St Francis' Prayer: Let Me Sow Love

I've been praying St Francis' prayer fairly regularly lately, where the beginning runs:
Lord, make me an instrument of your peace.
Where there is hatred, let me sow love.
I found myself wondering: How do I sow love? I know so many people who are full of hatred, or plagued by hateful thoughts, or (at any rate) what they say is reliably about their hatred of others. If we want to be an instrument of that peace, how do we do it?

Love is easier to sow where there isn't hatred. Where there isn't hatred, love can be planted by people getting to know each other: showing common interest and common ground, showing admirable traits or honest struggles. Those things tend to build a bridge. But where there is hatred ... how do we sow love?
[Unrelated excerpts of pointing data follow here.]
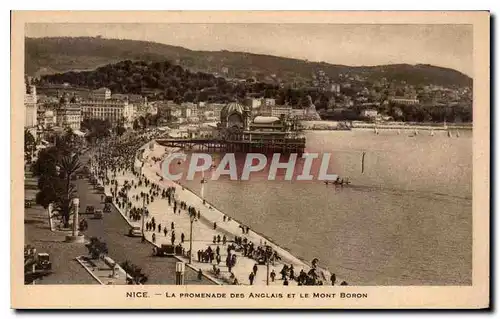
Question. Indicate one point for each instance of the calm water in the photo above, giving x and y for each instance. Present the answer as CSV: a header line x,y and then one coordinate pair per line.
x,y
407,220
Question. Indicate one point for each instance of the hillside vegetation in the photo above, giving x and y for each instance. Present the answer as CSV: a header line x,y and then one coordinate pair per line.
x,y
57,55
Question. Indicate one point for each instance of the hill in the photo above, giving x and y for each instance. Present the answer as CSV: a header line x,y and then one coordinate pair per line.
x,y
62,54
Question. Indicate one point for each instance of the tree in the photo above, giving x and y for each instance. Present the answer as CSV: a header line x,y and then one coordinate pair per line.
x,y
97,248
135,273
55,170
29,144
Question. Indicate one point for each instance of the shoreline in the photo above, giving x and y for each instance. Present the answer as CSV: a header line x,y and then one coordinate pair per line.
x,y
287,256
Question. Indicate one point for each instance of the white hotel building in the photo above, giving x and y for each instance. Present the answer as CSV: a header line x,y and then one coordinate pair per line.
x,y
102,106
30,107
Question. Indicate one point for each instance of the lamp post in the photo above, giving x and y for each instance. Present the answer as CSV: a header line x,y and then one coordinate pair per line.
x,y
143,215
269,252
192,217
76,207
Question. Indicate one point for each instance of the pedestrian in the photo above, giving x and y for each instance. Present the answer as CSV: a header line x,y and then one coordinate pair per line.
x,y
273,275
333,279
251,277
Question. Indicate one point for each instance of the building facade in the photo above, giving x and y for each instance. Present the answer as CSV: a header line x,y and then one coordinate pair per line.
x,y
69,114
30,107
108,109
101,94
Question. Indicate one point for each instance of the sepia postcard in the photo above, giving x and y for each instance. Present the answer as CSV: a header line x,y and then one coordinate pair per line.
x,y
187,160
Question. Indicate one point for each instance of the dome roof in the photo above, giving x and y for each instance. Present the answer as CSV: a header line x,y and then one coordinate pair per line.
x,y
231,108
265,119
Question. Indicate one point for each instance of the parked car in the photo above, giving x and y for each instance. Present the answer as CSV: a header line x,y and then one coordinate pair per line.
x,y
164,250
135,231
43,262
107,208
98,214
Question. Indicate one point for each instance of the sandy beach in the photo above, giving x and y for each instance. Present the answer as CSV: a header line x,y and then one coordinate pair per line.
x,y
203,230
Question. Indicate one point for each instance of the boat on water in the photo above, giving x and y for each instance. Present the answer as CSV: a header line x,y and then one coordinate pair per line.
x,y
339,182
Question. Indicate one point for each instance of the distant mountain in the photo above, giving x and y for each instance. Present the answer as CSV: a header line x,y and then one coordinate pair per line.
x,y
62,54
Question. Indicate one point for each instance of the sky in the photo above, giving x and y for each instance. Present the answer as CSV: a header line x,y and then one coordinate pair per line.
x,y
370,44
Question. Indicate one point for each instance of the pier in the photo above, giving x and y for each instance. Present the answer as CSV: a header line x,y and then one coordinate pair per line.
x,y
283,145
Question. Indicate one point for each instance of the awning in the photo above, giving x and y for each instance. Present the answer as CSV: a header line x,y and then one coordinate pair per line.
x,y
78,133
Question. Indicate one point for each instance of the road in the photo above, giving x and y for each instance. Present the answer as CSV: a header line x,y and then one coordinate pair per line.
x,y
66,270
113,230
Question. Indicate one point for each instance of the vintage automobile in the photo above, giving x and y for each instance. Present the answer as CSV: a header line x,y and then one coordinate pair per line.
x,y
164,250
107,208
28,203
98,214
135,232
43,262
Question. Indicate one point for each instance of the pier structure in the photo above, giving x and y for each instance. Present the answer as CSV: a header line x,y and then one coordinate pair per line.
x,y
241,131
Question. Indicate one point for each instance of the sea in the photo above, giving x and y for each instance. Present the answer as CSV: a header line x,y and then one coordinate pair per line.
x,y
404,219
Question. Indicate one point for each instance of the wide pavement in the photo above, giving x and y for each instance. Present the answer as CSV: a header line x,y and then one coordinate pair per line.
x,y
113,229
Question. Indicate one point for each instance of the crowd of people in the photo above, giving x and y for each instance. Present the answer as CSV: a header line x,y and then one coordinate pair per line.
x,y
117,156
I have to start by saying that I've seen it done badly. I've sometimes seen one person who is determined to force another person to say something nice about someone they hate. They maneuver their target into a position where they must grudgingly admit some small decency in someone they dislike. I've never seen it work in changing attitudes; it seems to be more about scoring points. It's about making the other person lose. After that, they have even more resentment. And it ignores that there might be a reason or a history behind it in the first place. Very few people come into their thoughts and feelings without a reason. For hatred, there is often a history of distrust or fear, or someone may have harmed them, or they may have believed an accusation without knowing whether it was true. Or it may have even been true.

So here are my first thoughts on how to sow love where there is hatred:

If there is legitimate reason for someone to be angry with the other, I want to acknowledge that the complaint is valid. If there is legitimate cause for fear of harm or loss, I need to consider that and give full weight to their voice. If I belittle someone's real concern, it will only increase the resentment and decrease my credibility for not recognizing it. If I haven't listened, I haven't earned the right to speak.

There is another angle here: Depending on the cause of the hatred, and the target of the hatred: Does the person have regular contact with someone who nurtures and encourages the hatred? Almost every news outlet, and a growing number of other TV shows, promote hatred of some group or person or viewpoint. There are some groups of like-minded people that seem to exist, or fuel themselves, by encouraging hatred of people with opposing points of view. Sometimes the hatred would fade if it weren't fed.

If someone regularly reinforces their own hatred, we may need to start by simply not getting caught up in it. I've come to appreciate people whose facebook posts are about things that are wholesome and not divisive. Anything that is divisive, if done badly, promotes hatred. Anything that is unifying, if done well, promotes friendship and love.


Martin LaBar said...

"Anything that is divisive, if done badly, promotes hatred. Anything that is unifying, if done well, promotes friendship and love." Maybe ANYTHING divisive promotes hatred, whether done badly or not.

Weekend Fisher said...

Hi Martin

The complicated cases -- the ones that earned the qualification there -- are things like teams or families on the one hand, or standing by something that we know to be true even while there are people who deny it. Families and teams (when done right) are unifying but do not include everyone, so even at their best can become divisive. The truth (when done right) is unifying; when done wrong it's divisive; but there is no unity to be found by denying the validity of truth.

In a perfect world I think it would be simpler.